La France qui s'agite dans Etat de nature est «cul par-dessus tête», un magma à deux doigts d'exploser. Jean-Baptiste de Froment a composé sa fiction politique avant que n'émergent les gilets jaunes, mais «cette espèce de gigantesque foirade à tiroirs» qu'est la vie politique du pays depuis une quarantaine d'années, comme le déplore l'un de ses personnages, a pu l'inspirer. Que cet auteur, dont c'est le premier roman, ait été conseiller de Nicolas Sarkozy et soit actuellement conseiller de Paris explique aussi l'aisance avec laquelle il orchestre les coups bas de ces hommes et femmes de pouvoir courant après on ne sait quoi : un surcroît de pouvoir et d'emmerdements ? Relativement absents de cette fable caustique, les «gouvernés» préparent une insurrection.
Nous sommes en 2019, la France est une République que préside depuis deux septennats une femme surnommée «la Vieille». Elle tient de la mère maquerelle qui pelote sans vergogne les formes d'une nouvelle recrue et du grand méchant loup déguisé en mamie. Elle a aussi quelque chose en elle de Liliane Bettencourt. Cependant Etat de nature, et c'est l'une de ses vertus, n'est pas un roman à clés. Il tricote une maille plus subtile, plus compliquée : il se décale toujours un peu, et un peu seulement, de la réalité. A l'occasion d'une élection législative partielle, un projet de fusion entre deux départements déclenche la colère des habitants. La seule qui pourrait calmer le jeu est la préfète Barbara Vauvert, populaire, sans foi ni loi, et figure montante de la scène politique. Si bien que la Vieille, qui l'a repérée, souhaite remplacer Claude, son «régent» et ersatz de Premier ministre, par Barbara. Celle-ci dispose de trois atouts : la trentaine, un instinct très sûr et un physique de «bombe atomique». Tous les hommes ou presque, et la Vieille elle-même, lui mettent la main aux fesses. Barbara se laisse faire, il faut ce qu'il faut, elle le sait, elle le vaut et ne mérite pas mieux.
L'intrigue seule ne suffirait pas à nous tenir en haleine, mais elle est relevée par la nervosité glaciale de la langue dans laquelle elle est racontée. Etat de nature court du pastiche d'une fable de La Fontaine à l'évocation d'une publicité kitsch des années 80 pour un déodorant féminin. Il utilise les expressions du moment, «l'extraordinaire capacité de Barbara à saisir l'esprit du temps» ou «C'est de la colère qu'ils ont conservée au fond du ventre». Jean-Baptiste de Froment ne tourne pas ces slogans en ridicule, il en respecte le fond de vérité. Parfois, sa manière de détourner une formule rebattue rapproche son texte des bulles d'une bande dessinée comique : Claude rapporte que dans ce climat pré-insurrectionnel, «il y avait à Paris un type qui se baladait avec une fourche dans la rue». Il l'avait achetée pour jardiner, tout simplement. Des passants ont vu rouge et ont appelé les flics : «J'ai dû y aller de mon petit couplet : "Surtout, pas d'amalgame." »

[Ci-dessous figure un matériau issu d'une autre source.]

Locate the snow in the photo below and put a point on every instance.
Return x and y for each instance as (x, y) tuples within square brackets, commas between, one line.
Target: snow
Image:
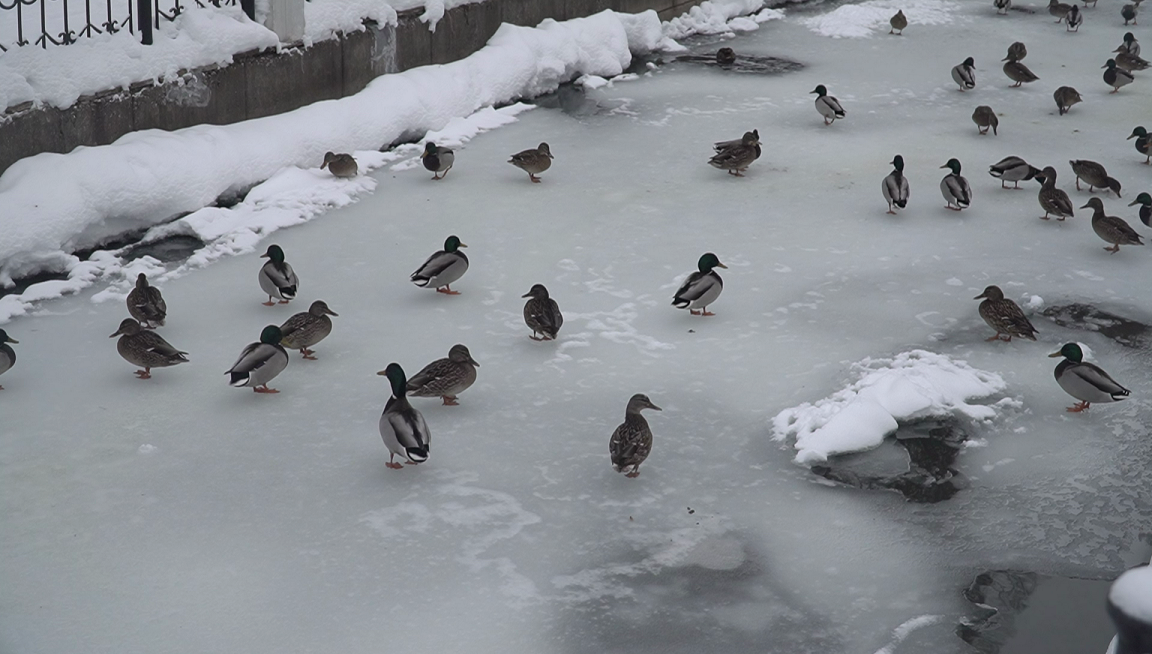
[(910, 386), (268, 523), (1131, 593)]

Le romancier ne force pas le trait de la caricature, et de cette élégance ne jaillit que plus efficacement l'aspect piteux de ses personnages. Arthur Cann l'est particulièrement, ce «chantre de cette petite secte écologique qui a élu domicile dans le département» de la Douvre, territoire fictif et pauvre sur le point de fusionner avec son riche voisin. En Arthur Cann se dessine Julien Coupat : «Comme Marx aurait trouvé plus conforme à la doctrine et au sens de l'histoire que la Révolution éclatât dans l'Angleterre industrielle plutôt que dans la Russie des moujiks, Arthur aurait préféré que les événements récents fussent moins le fait de péquenots en colère et davantage celui de l'avant-garde écologiste, consciente des enjeux du futur, qui s'était, sous sa férule, implantée dans le département.» Arthur aime les situationnistes et le corps de Barbara avec laquelle il s'envoie en l'air dans une scène qui frôle la parodie de la passion sexuelle, mais ne s'y vautre pas, si bien qu'elle reste jolie. Etat de nature ignore le sentimentalisme et marche sur une corde raide pour entretenir son atmosphère crispée et apocalyptique.
Agé de 42 ans, Jean-Baptiste de Froment est normalien et agrégé de philosophie. Le tragique, à la fois genre littéraire et condition humaine, ne lui est sûrement pas étranger puisque c'est le motif qui se dégage de son roman. Si Etat de nature touche juste, c'est qu'il met en scène des êtres qui gesticulent au-dessus d'un abîme, comme nous le faisons tous dans un moment de crise.